As with every Jodi Picoult book, this book had quite the twist toward the end. However, I felt like this maybe was the easy way out. Like she didn’t know how to finish it, so she went with the most extreme possibility she could think of. Don’t get me wrong– it made me take a step back and go wooooaaaah. But that was about it. I read it, I moved on, and that was that.
Despite the less-than-Picoult ending, this book really made me think about racism, about the privilege I have as a white person, and about the privelege I do not have as a woman. I learned more about white supremacists and their motives than I probably ever would have, and I gained a new perspective on the struggles that Black men and women face every day. I cannot say that I fully get it, because I know I never truly will, but this book definitely helped open my eyes a little.

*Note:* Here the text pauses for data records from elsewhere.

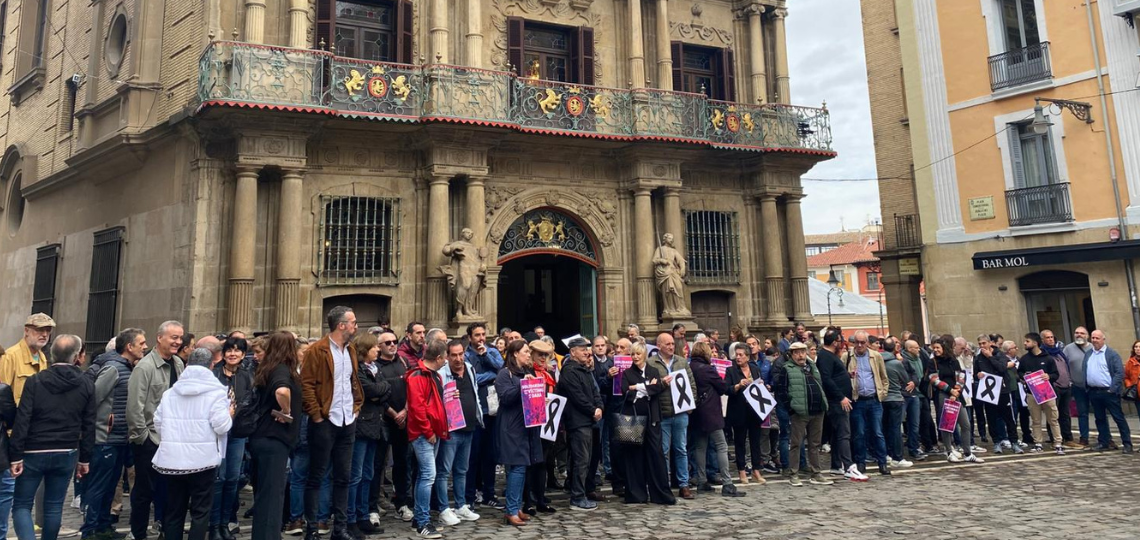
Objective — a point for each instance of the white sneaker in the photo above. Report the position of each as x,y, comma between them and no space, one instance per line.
465,514
405,514
448,518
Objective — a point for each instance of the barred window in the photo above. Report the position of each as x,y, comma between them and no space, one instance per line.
713,246
359,240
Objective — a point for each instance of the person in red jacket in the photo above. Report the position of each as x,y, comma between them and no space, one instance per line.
426,426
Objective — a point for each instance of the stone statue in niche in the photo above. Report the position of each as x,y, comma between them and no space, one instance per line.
465,273
669,269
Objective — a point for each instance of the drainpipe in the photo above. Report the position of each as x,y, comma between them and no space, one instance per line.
1112,168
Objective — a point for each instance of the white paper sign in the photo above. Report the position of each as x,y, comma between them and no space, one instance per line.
988,389
683,399
760,399
555,405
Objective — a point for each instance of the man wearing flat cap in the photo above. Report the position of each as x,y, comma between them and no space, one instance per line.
584,408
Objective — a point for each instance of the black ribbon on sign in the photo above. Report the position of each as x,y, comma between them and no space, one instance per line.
682,391
552,408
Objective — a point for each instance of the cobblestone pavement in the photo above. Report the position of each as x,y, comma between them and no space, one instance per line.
1023,497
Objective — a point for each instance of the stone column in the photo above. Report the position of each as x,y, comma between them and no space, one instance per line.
438,229
255,21
439,32
242,235
674,220
797,258
299,24
645,293
636,48
756,52
664,51
474,34
288,248
783,88
773,258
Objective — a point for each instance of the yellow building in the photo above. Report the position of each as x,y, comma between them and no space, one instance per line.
1020,207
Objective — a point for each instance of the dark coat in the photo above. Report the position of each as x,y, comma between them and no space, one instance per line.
518,443
740,412
708,416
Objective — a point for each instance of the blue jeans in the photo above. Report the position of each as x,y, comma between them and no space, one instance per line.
299,474
226,483
515,480
364,463
453,460
54,471
675,439
107,463
913,418
425,459
868,412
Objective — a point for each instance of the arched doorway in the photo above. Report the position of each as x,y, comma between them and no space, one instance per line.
1057,300
548,275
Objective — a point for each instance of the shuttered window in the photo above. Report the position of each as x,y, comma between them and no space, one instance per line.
359,240
103,300
713,246
43,289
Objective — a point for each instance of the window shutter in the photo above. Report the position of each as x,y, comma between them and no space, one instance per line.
514,30
729,75
585,50
1015,155
678,71
404,24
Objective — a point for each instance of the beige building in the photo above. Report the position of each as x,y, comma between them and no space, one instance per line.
250,164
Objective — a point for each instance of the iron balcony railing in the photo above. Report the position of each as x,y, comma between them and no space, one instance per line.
906,231
263,76
1039,204
1020,66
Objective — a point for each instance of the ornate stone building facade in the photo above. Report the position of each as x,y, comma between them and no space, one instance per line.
250,164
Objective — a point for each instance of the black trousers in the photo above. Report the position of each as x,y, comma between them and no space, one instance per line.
330,444
143,492
271,458
192,492
646,476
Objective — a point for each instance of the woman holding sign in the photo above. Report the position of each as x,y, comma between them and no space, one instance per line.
646,476
520,447
946,383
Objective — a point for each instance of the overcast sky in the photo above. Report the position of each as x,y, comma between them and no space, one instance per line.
827,64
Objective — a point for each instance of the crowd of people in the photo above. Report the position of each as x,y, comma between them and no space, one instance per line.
317,426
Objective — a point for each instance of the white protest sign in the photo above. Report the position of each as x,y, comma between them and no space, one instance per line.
555,405
990,389
683,400
760,399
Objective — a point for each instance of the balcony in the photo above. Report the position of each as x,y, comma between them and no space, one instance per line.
260,76
1039,204
1020,66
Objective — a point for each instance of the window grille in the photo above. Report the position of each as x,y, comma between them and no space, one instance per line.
359,240
713,247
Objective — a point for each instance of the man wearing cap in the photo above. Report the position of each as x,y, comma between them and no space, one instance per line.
584,408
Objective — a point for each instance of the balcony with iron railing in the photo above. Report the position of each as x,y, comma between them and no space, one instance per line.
1039,204
261,76
1020,66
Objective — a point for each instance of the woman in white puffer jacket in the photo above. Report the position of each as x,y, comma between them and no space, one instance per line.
193,419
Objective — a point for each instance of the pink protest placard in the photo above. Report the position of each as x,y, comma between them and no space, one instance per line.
621,363
949,420
453,408
1042,391
722,366
534,402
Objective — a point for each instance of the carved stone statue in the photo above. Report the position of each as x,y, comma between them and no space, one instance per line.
669,269
466,272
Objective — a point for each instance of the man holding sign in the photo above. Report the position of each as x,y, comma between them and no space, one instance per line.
1033,361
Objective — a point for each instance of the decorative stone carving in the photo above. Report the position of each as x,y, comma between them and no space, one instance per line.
465,273
669,270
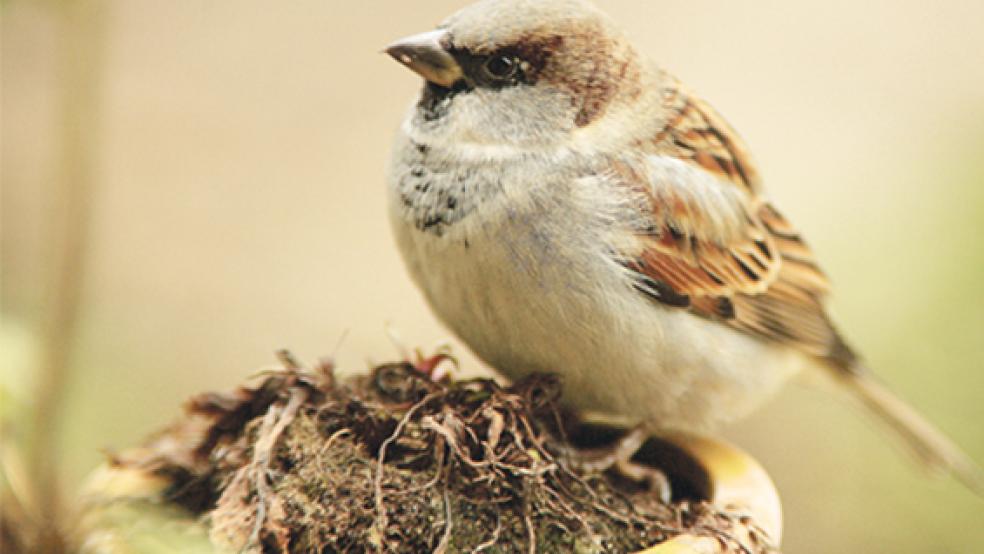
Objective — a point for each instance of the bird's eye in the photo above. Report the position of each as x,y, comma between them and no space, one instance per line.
501,68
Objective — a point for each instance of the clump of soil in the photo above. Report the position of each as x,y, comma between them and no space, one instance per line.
397,462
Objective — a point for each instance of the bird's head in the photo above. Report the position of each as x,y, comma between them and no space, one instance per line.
526,73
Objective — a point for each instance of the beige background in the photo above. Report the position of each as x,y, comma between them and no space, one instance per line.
238,152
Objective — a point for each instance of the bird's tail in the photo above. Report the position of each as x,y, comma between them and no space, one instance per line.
937,452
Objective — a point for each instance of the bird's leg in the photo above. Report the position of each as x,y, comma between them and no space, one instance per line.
618,458
433,366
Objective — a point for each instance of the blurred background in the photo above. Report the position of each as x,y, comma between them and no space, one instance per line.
189,186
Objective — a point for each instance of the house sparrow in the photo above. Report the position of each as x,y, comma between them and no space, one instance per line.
567,206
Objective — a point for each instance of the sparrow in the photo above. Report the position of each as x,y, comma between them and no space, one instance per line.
567,206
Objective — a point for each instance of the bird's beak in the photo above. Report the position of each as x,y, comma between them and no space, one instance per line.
425,54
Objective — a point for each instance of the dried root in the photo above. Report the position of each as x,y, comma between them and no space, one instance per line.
396,462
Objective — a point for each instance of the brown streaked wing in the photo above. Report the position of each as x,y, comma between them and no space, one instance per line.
764,280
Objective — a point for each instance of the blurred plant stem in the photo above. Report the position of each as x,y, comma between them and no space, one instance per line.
80,69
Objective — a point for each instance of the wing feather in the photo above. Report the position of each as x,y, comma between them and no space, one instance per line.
714,246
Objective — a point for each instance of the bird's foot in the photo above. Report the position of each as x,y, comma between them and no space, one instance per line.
618,458
434,366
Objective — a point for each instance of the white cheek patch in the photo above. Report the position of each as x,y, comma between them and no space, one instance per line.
499,122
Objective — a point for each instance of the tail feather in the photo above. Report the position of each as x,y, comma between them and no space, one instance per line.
937,452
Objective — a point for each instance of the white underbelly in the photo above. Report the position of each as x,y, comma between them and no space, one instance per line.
556,309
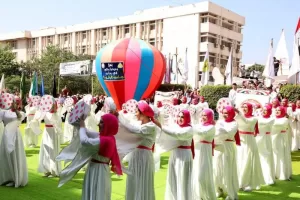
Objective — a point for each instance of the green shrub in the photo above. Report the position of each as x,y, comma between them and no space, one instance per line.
291,92
170,87
213,93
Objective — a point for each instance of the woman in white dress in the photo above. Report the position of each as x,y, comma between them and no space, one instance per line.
203,104
293,125
179,175
140,180
67,135
281,148
298,122
202,175
50,146
264,144
31,139
250,172
97,179
13,164
275,104
225,166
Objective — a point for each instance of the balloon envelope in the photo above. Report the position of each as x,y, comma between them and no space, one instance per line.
130,69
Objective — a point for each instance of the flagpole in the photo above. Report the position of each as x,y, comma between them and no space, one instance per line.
176,54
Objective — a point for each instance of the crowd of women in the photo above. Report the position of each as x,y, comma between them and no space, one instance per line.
202,165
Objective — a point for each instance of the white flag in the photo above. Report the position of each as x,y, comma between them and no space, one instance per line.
2,84
269,68
228,70
185,69
295,67
205,70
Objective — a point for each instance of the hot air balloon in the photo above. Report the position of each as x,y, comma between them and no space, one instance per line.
129,69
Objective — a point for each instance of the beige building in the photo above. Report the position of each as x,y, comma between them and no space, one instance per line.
196,27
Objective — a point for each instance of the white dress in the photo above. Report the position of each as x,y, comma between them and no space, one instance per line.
68,130
265,149
178,186
50,146
293,134
13,164
91,122
225,165
202,175
31,139
97,181
249,170
281,149
141,169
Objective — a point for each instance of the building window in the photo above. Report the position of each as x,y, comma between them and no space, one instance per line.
66,37
203,39
104,32
49,40
212,20
152,42
84,35
204,20
152,25
212,40
127,29
83,50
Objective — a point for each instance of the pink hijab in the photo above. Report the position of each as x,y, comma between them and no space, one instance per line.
210,121
231,115
250,114
146,109
276,102
210,117
187,122
293,106
269,111
108,146
282,112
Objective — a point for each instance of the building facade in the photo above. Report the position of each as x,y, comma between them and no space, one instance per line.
173,30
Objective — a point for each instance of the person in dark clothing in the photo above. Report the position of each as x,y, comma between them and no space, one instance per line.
276,66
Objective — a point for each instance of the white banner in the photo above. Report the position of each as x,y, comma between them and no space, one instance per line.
251,98
79,68
94,67
164,97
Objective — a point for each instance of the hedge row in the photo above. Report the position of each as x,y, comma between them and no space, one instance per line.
213,93
291,92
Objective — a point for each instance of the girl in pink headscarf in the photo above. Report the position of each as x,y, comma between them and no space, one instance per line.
181,159
97,179
140,179
225,166
203,104
281,147
293,138
264,144
202,175
250,172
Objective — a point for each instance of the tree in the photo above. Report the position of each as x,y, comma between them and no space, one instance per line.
48,65
256,67
8,63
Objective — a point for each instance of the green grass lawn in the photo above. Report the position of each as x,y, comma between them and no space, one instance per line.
40,188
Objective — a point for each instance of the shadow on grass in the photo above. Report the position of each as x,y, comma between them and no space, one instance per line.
32,152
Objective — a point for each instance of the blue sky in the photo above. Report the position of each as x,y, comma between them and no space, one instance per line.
264,18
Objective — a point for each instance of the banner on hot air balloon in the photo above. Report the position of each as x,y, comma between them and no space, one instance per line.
112,71
143,70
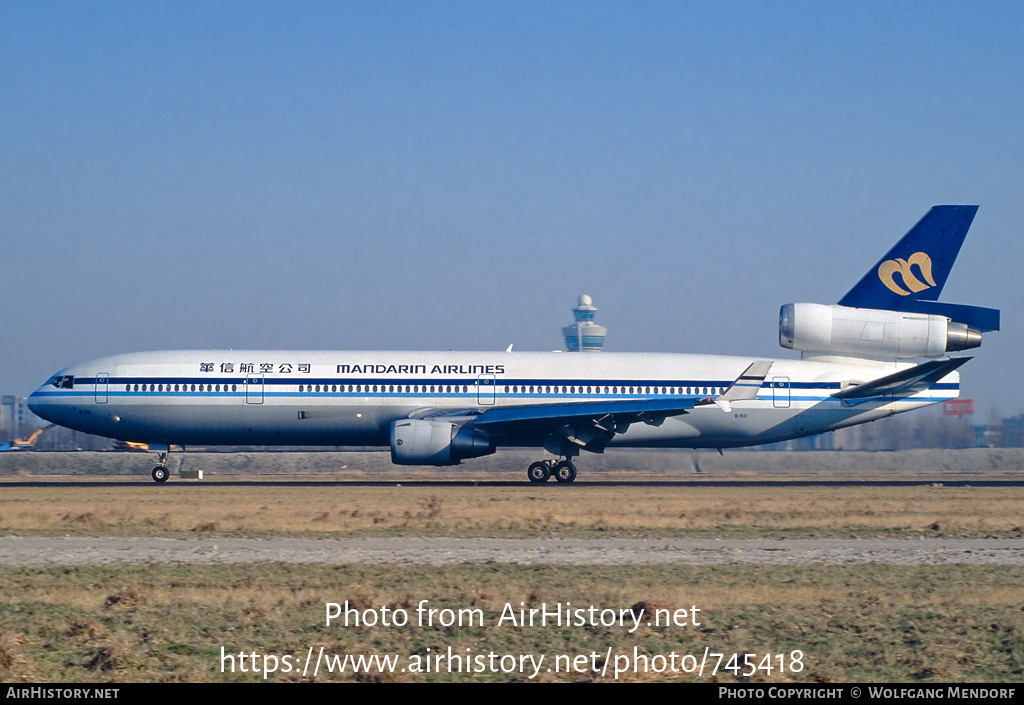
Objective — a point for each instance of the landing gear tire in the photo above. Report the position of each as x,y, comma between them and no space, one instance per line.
539,471
564,471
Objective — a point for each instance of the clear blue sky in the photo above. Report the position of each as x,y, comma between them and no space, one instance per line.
436,175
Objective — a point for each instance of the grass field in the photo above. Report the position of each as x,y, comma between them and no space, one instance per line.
169,623
849,623
187,509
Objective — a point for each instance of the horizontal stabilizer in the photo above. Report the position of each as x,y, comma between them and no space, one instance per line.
902,383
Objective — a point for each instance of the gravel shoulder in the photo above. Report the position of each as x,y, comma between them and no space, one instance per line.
437,551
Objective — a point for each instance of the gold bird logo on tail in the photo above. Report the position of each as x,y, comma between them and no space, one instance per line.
890,267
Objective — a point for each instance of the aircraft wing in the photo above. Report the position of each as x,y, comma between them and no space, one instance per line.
590,425
635,409
902,383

One great thing about this book is how much research Jodi put into it. She obviously does her research with all of her books, and they all feature some aspect of the law, but the hours and hours she spent interviewing Black people and white supremacists and taking down their stories in order to write authentic points of view is pretty spectacular.
Goodreads shows this book as “Ruth Jefferson #1”, and I’m hoping that means there’s a sequel to come. I would like to see where Ruth and Edison’s stories go, or maybe to even have the same story from Edison’s point of view.
There really is so much more I want to say about this book, but some of it could be seen as spoiler-y and I don’t want to take the chance to ruin anything about this book for anyone.
Do yourself a favor and read this book. You won’t regret it.